Dans un arrêt du 9 mai 2019, la Cour de cassation autorise le recours à la rupture conventionnelle pour le salarié déclaré inapte à son poste à la suite d’un accident du travail. Seuls la fraude ou le vice de consentement remettraient en cause cette rupture conventionnelle
Cass. soc., 9 mai 2019, nº 17-28.767

Se prononçant régulièrement sur la question de la validité de la rupture conventionnelle conclue entre un employeur et son salarié, la chambre sociale a, petit à petit, ouvert cette possibilité à différentes situations et notamment dans des hypothèses où le Code du travail prévoit des dispositions protectrices encadrant la rupture du contrat du salarié.

Ainsi, elle a déjà admis qu’employeur et salarié pouvaient conclure une rupture conventionnelle homologuée :

• – au cours d’une période de suspension du contrat de contrat consécutive à un accident du travail ou une maladie professionnelle (Cass. soc., 30 sept. 2014, nº 13-16.297) ;
• – lorsque la salariée est en congé maternité (Cass. soc., 25 mars 2015, nº 14-10.149).

Néanmoins, elle ne s’était pas encore prononcée sur la possibilité de conclure une rupture homologuée avec un salarié déclaré inapte à son poste de travail à la suite d’un accident du travail.

L’on sait que les Hauts magistrats avait toutefois exclu la possibilité pour les parties de signer une rupture d’un commun accord du contrat de travail qui aurait pour effet d’éluder les obligations de l’employeur, à savoir reclassement, licenciement ou paiement des salaires (Cass. soc., 29 juin 1999, nº 96-44.160 ; Cass. soc., 12 févr. 2002, nº99-41.698).

Une jurisprudence qui pouvait laisser présager le rejet par la chambre sociale de la possibilité de conclure une rupture conventionnelle homologué avec un salarié déclaré inapte à la suite d’un accident du travail. D’autant que l’Administration avait expressément exclu cette hypothèse, cette modalité de rupture ne devant pas « s’inscrire dans une démarche visant à contourner des procédures et des garanties légales », et notamment celles relatives aux ruptures pour inaptitude médicale (Circ. DGT nº 2008-11, 22 juill. 2008).

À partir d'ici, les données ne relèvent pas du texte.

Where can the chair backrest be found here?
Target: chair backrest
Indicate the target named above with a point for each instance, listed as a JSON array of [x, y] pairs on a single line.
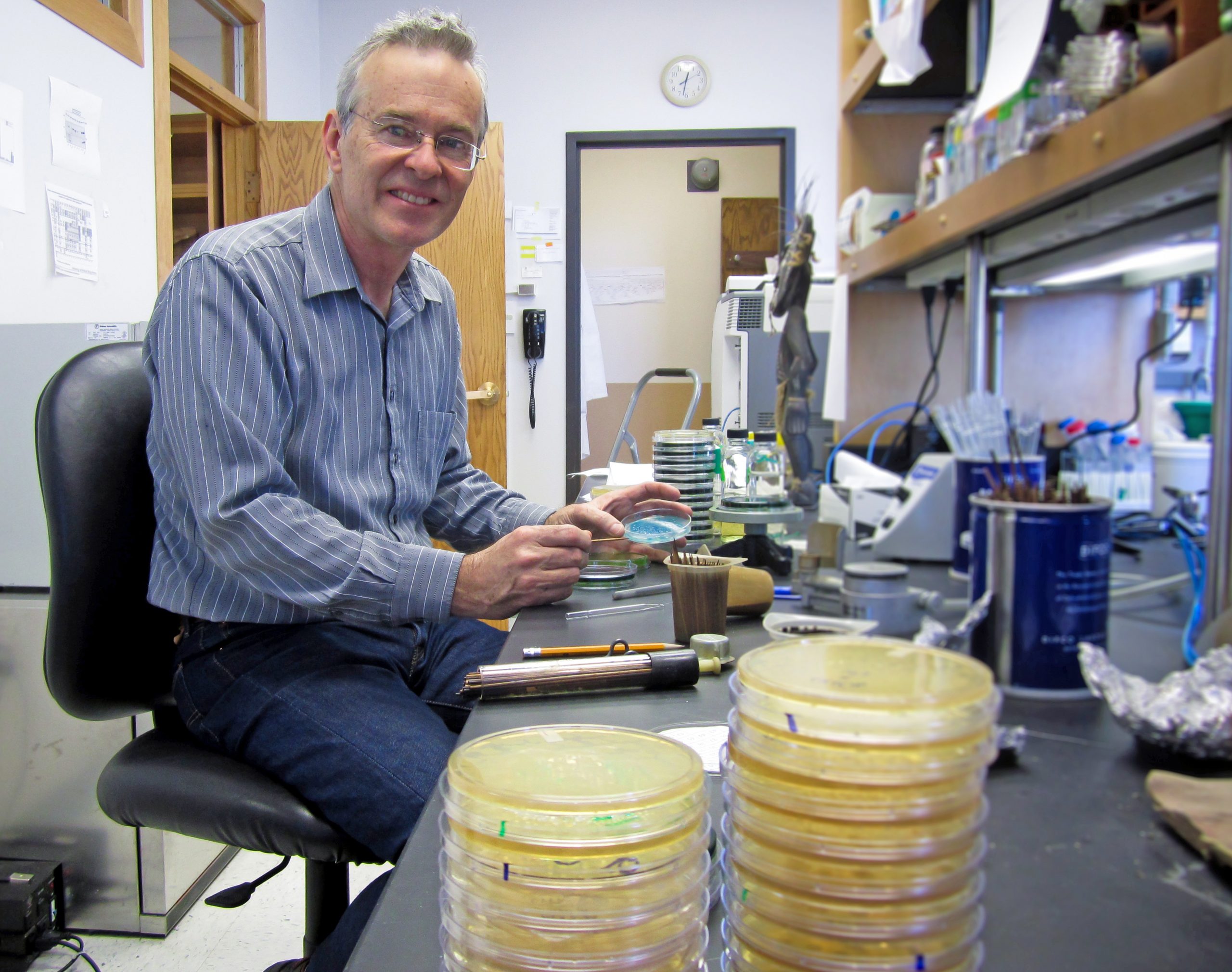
[[109, 653]]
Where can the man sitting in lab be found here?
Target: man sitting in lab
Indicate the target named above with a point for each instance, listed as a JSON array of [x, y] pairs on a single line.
[[308, 440]]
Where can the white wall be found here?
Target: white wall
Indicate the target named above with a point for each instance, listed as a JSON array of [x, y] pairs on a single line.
[[293, 62], [672, 228], [38, 43], [566, 65]]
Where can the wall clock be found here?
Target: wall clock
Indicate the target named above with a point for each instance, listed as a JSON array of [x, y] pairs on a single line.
[[685, 80]]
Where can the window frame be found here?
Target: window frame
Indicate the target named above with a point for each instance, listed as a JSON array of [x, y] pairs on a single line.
[[120, 25]]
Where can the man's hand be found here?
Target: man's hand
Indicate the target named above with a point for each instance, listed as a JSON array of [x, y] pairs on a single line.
[[534, 564], [603, 517]]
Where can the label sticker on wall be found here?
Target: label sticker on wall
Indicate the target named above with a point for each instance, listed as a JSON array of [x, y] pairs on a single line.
[[106, 333]]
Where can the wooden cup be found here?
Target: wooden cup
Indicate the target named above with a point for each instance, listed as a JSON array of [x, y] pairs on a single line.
[[699, 599]]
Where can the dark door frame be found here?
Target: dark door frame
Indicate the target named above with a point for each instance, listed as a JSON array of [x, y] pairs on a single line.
[[785, 139]]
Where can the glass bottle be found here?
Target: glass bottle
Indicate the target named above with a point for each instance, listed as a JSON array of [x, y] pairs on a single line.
[[768, 480], [715, 427], [736, 467]]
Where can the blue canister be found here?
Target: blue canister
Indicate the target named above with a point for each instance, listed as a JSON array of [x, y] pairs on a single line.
[[973, 476], [1048, 566]]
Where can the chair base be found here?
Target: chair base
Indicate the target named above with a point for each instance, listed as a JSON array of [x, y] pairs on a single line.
[[327, 894]]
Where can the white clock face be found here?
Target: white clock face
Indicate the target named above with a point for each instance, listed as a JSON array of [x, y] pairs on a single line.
[[685, 82]]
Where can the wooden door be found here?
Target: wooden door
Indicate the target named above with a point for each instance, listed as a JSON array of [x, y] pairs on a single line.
[[749, 236], [284, 166]]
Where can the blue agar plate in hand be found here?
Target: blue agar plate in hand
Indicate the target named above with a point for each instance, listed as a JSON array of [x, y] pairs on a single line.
[[656, 525]]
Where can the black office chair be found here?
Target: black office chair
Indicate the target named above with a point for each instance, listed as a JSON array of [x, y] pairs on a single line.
[[109, 653]]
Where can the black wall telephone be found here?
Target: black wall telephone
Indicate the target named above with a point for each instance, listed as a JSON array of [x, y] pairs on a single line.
[[534, 335]]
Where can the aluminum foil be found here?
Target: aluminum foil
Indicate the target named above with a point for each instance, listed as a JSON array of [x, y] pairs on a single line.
[[1189, 711]]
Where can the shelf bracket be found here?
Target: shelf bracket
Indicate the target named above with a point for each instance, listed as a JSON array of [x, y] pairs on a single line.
[[975, 304], [1218, 597]]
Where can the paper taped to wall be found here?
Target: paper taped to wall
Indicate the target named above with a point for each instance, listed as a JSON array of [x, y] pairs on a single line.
[[13, 150], [74, 244], [629, 285], [534, 221], [74, 121]]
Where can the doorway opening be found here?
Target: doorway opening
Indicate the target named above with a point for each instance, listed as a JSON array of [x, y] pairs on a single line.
[[635, 203]]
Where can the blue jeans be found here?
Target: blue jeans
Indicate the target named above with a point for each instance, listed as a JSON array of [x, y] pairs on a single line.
[[359, 720]]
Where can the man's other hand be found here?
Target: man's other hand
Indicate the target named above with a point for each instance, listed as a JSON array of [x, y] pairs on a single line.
[[603, 517], [534, 564]]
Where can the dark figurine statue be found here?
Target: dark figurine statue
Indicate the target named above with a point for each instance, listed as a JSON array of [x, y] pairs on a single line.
[[797, 361]]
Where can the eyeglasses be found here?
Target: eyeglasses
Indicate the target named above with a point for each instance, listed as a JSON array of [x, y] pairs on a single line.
[[397, 133]]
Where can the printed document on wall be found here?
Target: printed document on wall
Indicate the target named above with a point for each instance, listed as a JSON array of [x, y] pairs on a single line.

C’est pourtant une décision inverse qu’ont prise les Hauts magistrats. Dans une affaire, une salariée, déclarée inapte à la suite d’un accident du travail, avait signé une rupture conventionnelle homologuée par l’Administration. Revenant sur sa décision, la salariée avait alors saisi le tribunal afin de faire annuler la convention de rupture au motif que celle-ci contournait les dispositions protectrices du Code du travail relatives à l’inaptitude professionnelle et en particulier celles relatives à l’obligation de reclassement (C. trav., art. L. 1226-10).

Approuvant les juges du fond d’avoir débouté la salariée de ses demandes, la Cour de cassation énonce pour la première fois le principe selon lequel « sauf cas de fraude ou vice de consentement, non allégué en l’espèce, une convention de rupture pouvait valablement être conclue par un salarié déclaré inapte à son poste à la suite d’un accident de travail ».
Il est donc possible de conclure une rupture conventionnelle avec un salarié inapte dès lors que celle-ci est librement consentie par les deux parties, à charge pour la partie qui invoque la fraude ou le vice du consentement d’en apporter la preuve.

La décision de la chambre sociale reprend les principes déjà posés dans une affaire rendue à propos d’une rupture conventionnelle conclue avec un salarié déclaré apte avec réserves (Cass. soc., 28 mai 2014, nº 12-28.082).

À noter que l’arrêt du 9 mai 2019 rendu dans le cas d’une inaptitude d’origine professionnelle s’applique, a fortiori, dans le cas d’une inaptitude non professionnelle.